De tweede vraag gaat over het Maritiem Fonds en de subsidies. De subsidies zijn er juist op gericht om de vloot te verduurzamen. Dus op het moment dat we die subsidies daar niet voor inzetten, krijg je juist niet dat milieueffect dat we graag met elkaar willen. Het nieuwe fonds heet nu het EMVAF in plaats van EMFZV. Ik moet altijd weer even aan de afkortingen wennen, want die zijn altijd wel ingewikkeld. Dat fonds verbiedt de uitbreiding van capaciteit. De fondsen zijn gericht op de innovatie in de sector, bijvoorbeeld ook voor het verbeteren van het selectief vissen. Ze versterken ook sociaal-lokaal de visserijgemeenschappen en zetten in op de verduurzaming van de maritieme cultuur. Dan lijkt me juist dat we dat moeten willen en dat niet moeten tegenwerken. Dus ik ontraad deze motie.

Dan de vraag van de heer Wassenberg over de walvisvaart. Het is zo dat de onderhandelingen plaatsvinden tussen de Europese Commissie en Noorwegen, niet tussen separate lidstaten en Noorwegen. Ik vind ook dat het aan de Commissie is om die zaken over te brengen in die onderhandelingen.

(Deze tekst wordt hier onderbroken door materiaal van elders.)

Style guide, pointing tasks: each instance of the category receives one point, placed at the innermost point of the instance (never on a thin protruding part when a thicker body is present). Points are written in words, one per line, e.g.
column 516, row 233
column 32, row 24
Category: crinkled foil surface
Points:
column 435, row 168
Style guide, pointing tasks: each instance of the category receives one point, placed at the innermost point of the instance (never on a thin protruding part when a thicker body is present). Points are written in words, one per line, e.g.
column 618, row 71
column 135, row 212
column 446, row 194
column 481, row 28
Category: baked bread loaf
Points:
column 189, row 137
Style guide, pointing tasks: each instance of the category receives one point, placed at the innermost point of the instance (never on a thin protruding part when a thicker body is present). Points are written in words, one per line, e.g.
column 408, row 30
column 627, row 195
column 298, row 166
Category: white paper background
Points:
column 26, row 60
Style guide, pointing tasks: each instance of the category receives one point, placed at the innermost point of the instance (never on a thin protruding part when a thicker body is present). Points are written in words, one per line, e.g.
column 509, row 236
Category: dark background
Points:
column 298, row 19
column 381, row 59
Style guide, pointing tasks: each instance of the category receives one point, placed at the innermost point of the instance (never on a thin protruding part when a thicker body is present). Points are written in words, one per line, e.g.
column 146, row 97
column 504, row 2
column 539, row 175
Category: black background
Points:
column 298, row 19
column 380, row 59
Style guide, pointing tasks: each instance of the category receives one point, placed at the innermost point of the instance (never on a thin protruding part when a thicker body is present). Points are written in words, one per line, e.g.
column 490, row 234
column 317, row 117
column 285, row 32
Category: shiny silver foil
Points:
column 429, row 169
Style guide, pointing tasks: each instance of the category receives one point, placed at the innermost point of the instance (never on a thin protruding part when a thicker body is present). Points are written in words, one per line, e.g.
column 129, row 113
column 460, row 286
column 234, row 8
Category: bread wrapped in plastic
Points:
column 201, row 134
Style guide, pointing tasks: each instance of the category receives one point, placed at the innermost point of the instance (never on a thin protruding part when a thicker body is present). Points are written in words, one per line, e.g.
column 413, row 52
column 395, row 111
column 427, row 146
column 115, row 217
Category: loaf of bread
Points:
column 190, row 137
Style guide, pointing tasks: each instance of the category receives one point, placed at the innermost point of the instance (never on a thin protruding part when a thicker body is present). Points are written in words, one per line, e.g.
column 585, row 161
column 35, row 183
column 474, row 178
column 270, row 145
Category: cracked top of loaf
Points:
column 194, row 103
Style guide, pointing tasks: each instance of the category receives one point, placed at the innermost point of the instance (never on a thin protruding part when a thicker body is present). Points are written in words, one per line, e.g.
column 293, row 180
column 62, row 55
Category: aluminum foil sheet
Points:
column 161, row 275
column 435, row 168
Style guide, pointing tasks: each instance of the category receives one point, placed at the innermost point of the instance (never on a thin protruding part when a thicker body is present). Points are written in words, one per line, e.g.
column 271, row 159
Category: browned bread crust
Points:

Uiteraard zijn wij tegen de walvisjacht. Wij brengen dat op in de daarvoor geëigende gremia. Maar ik ga nu niet actief een actie plegen dat de Commissie dit moet inbrengen in de onderhandelingen.

De voorzitter:

Korte vraag, meneer Wassenberg.

De heer Wassenberg (PvdD):

Heel kort, voorzitter. Ik weet dat die onderhandelingen worden gevoerd door de Europese Commissie. Verder weet ik dat de minister daar zelf niet aan tafel zit. Ik weet wel dat er Nederlandse ambtenaren naar toe gaan en ik weet ook dat er naast de officiële agenda een officieuze agenda is. Mijn verzoek was dus of Nederland in de gesprekken om die officiële vergadering heen toch op een gegeven moment steun kan zoeken om dit misschien een volgende keer wel op de agenda te zetten. Want dit is een uitgelezen kans.

Minister Schouten:

In de daartoe geëigende gremia brengt Nederland dat ook wel op, maar dat is niet specifiek gerelateerd aan deze zaak rondom de onderhandelingen met Noorwegen. Ik zou dat onderwerp niet willen inbrengen bij die onderhandelingen.

De voorzitter:

Gaat u verder.

Minister Schouten:

Dan nog de motie van mevrouw Bromet op stuk nr. 1208. Ik ga heel binnenkort een rapport van Ecorys aan uw Kamer sturen, dat op mijn verzoek heeft bekeken welke mogelijkheden er zijn om financiering voor de landschapselementen te krijgen. Ik zou mevrouw Bromet willen vragen of ze haar motie wil aanhouden, zodat we dat kunnen betrekken bij dat debat. Vandaar moeten we kijken voor welke modaliteit je kiest, en hoe dat in kaart moet worden gebracht en moet worden geregistreerd. Ik verzoek haar daarom de motie aan te houden tot dat moment.

Mevrouw Bromet (GroenLinks):

Dat is goed.

De voorzitter:

Op verzoek van mevrouw Bromet stel ik voor haar motie (21501-32, nr. 1208) aan te houden.

Daartoe wordt besloten.

De voorzitter:

Daarmee zijn we ook aan het einde gekomen van dit VSO.

De beraadslaging wordt gesloten.

De voorzitter:

Ik schors de vergadering voor vijf minuten.

De vergadering wordt van 10.28 uur tot 10.33 uur geschorst.